They say any day of fishing beats a day of work. So I played hooky one day last week and headed out at daybreak with a couple of friends. Our destination was a small lake stocked with rainbow trout and splake. We were after splake, a hatchery cross of lake trout and brook trout which tastes better than just about anything that swims.
In a real sense, I was just along for the ride. My friends had snowmobiles to get us to the lake, located several miles back on an unplowed forest road. Actually, we discovered the road, which is also a snowmobile route, had been recently bulldozed to clear out fallen trees and brush from a heavy, wet snow in December. We crunched along on a smattering of snow over frozen gravel.
I was seated behind Steve on his new two-up Polaris, which has arm rests for the passenger. To avoid the gravel, Steve tried riding on the humped bank of snow beside it.
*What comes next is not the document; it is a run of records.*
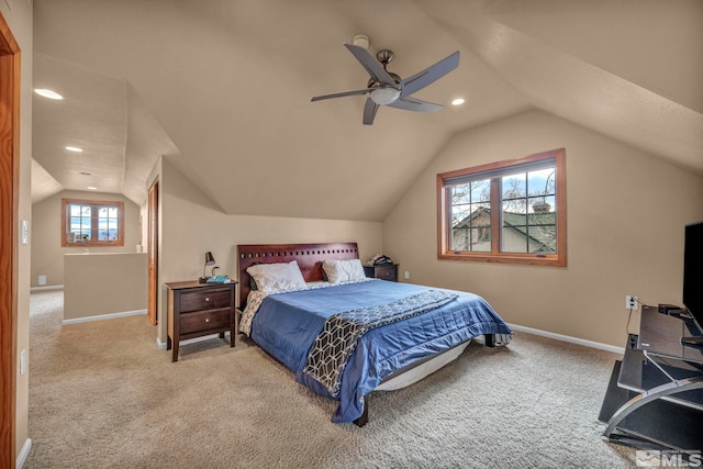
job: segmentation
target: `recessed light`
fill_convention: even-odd
[[[37,93],[38,96],[42,96],[48,99],[64,99],[64,97],[57,93],[56,91],[47,90],[44,88],[35,88],[34,92]]]

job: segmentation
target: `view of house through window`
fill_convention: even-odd
[[[566,265],[563,150],[437,175],[439,258]]]
[[[63,199],[62,246],[123,246],[122,202]]]

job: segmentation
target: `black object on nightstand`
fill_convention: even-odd
[[[174,348],[171,361],[178,361],[180,340],[230,331],[230,346],[234,347],[234,289],[231,283],[200,283],[181,281],[166,283],[168,288],[168,338],[166,349]]]
[[[380,264],[378,266],[364,266],[367,277],[398,281],[398,264]]]

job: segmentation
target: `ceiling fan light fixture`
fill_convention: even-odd
[[[390,104],[400,97],[400,90],[391,87],[377,88],[369,94],[371,101],[377,104]]]
[[[354,44],[355,46],[364,47],[365,49],[368,51],[369,36],[364,34],[357,34],[356,36],[352,37],[352,44]]]

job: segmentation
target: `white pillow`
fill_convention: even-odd
[[[247,267],[246,271],[254,278],[256,288],[264,293],[305,288],[305,279],[295,260],[287,264],[257,264]]]
[[[366,280],[364,266],[359,259],[325,260],[322,263],[322,268],[330,283]]]

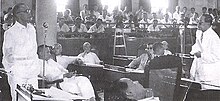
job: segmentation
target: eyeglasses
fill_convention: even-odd
[[[31,10],[30,9],[27,9],[27,10],[25,10],[25,11],[19,11],[19,12],[17,12],[17,13],[27,13],[27,14],[30,14],[31,13]]]

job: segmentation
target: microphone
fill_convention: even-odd
[[[47,22],[44,22],[44,23],[43,23],[43,27],[44,27],[44,28],[48,28],[48,27],[49,27],[49,24],[48,24]]]
[[[46,34],[47,33],[47,29],[49,27],[49,24],[47,22],[44,22],[42,27],[44,28],[44,34]]]

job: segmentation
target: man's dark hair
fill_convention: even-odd
[[[207,10],[207,7],[202,7],[202,10]]]
[[[205,22],[212,24],[213,18],[212,18],[211,15],[209,15],[209,14],[202,14],[202,16],[205,17],[205,19],[204,19]]]
[[[26,5],[26,4],[24,4],[24,3],[18,3],[18,4],[16,4],[16,5],[14,5],[13,8],[12,8],[12,14],[13,14],[15,20],[17,19],[16,14],[17,14],[19,8],[20,8],[22,5]]]
[[[120,79],[114,81],[110,85],[110,88],[106,89],[106,91],[110,94],[110,96],[107,98],[108,101],[136,101],[134,99],[127,98],[125,93],[127,88],[128,85],[126,82],[122,82]]]
[[[163,44],[162,43],[156,42],[156,43],[153,44],[153,51],[156,51],[156,50],[158,50],[160,48],[163,48]]]
[[[48,48],[49,46],[48,45],[45,45],[45,48]],[[40,52],[42,52],[44,49],[44,45],[40,45],[37,47],[37,54],[39,55]]]
[[[196,9],[194,7],[192,7],[191,10],[196,10]]]
[[[102,19],[98,18],[96,21],[101,21],[102,22]]]
[[[208,11],[212,11],[212,8],[209,8]]]

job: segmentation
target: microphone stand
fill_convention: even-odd
[[[43,81],[42,81],[42,88],[46,88],[46,77],[45,77],[45,48],[46,48],[46,36],[47,36],[47,27],[43,26],[44,28],[44,41],[43,41]]]

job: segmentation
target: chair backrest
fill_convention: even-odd
[[[149,63],[149,88],[161,101],[177,101],[182,62],[177,56],[161,56]]]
Everything was fine until we tipped off the hump into two feet of snow. My right calf was tightly pinned beneath the machine. Nothing was broken, mind you, but I may as well have been caught in a steel trap. It was a good reminder of why I’ve always preferred snowshoes to snowmobiles.
Steve wallowed for a long moment in the deep snow and got his footing. Then he freed my leg, which was pinned by the arm rest. The two of us righted the machine. And we were on our way.
We were happy to find the lake was mostly slush free, which hasn’t always been the case on the north country’s frozen waters this winter. Roger, who’d fished here in the past, led us to a point across the lake. Cutting holes with hand augers was easy, because the ice was only a foot thick.
Dropping a tiny tube jig down the tube cut in the ice, I was immediately rewarded with a strike. Within minutes I had two more bites, but failed to connect with the fish each time. And then the party was over. Steve and Roger, who are far more serious about ice fishing than me, were watching for signs of life on their flashers. Steve was the first to spot a blip and promptly landed a 12-inch splake. A little while later, Roger scored with a 16-incher.
The weather was mild, so standing outside was comfortable. After twitching my tube jig with no response for what seemed like hours (for me, ice fishing without action is like standing on a snow-covered parking lot), I drilled a couple of holes and moved around. I may as well been augering through parking lot pavement. So I returned to the hole where I started and set up my portable house.
After chasing a pop-up portable down a windswept lake last winter, I decided to go old school, borrowing a 30-year-old Heco portable from a friend who no longer uses it. Super lightweight and setting up in seconds, the Heco, no longer made, may represent the epitome of portable shelter design. Unlike contemporary shelters, the Heco has a floor, so you can put your gear inside to prevent it from blowing away.
This day, the shelter was a perfect place to sit down, rummage through the Duluth pack and find some snacks. The tube jig was left to its own devices while I munched. Live minnows are not allowed on designated stream trout lakes. For me, this is a serious drawback to ice fishing on them, because you have to instead jig endlessly, regardless if the fish are biting. Also, you are only allowed one line. I much prefer ice-fishing for lake trout, where you can use two lines and live minnows. When you have a short attention span like me, sometimes it’s best to let a lively minnow do the fishing for you.
When I wasn’t eating, I twitched the tube jig; not really expecting to get a bite, because my friends weren’t seeing anything with their flashers. Eventually, Steve and I moved to try another place where I’d caught rainbows while fly-fishing in the summer. We never had a bite. Roger moved in another direction along a steep shoreline. When we checked in with him, he’d seen a blip or two on the flasher, so we decided to set up nearby.
Dropping the tube jig down a new hole was like making a fresh start, so I twitched with renewed interest. And then it happened. I felt a tug on the line and set the hook. Something tugged back. And then it was gone. Inspired with a bite-induced adrenalin surge, I twitched some more. Then I set up the fish house and rummaged through the Duluth pack again. The day so mild my cold spaghetti didn’t freeze.
Well-fed and content, I moved down the shoreline a ways to try another spot. You won’t catch fish unless you’re fishing. Sometimes you still won’t catch anything but a skunk. This was one of those days. About an hour before sunset we decided to call it quits.
So I took a day off from a busy schedule to sit on a lonely lake and fruitlessly twitch a jig. Was it worth it? Yes it was. Did I mention how all of the conifers bear a heavy coating of snow that has transformed the boreal forest into a winter wonderland? Did I tell you about the rugged hills that rise above the lake and the towering white pines that stand like ancient sentinels above their peaks? Do you know what it is like to hear the lonely croak of a raven; the only sound of a living creature you hear all day?
Like they say, any day of fishing is better than a day of work.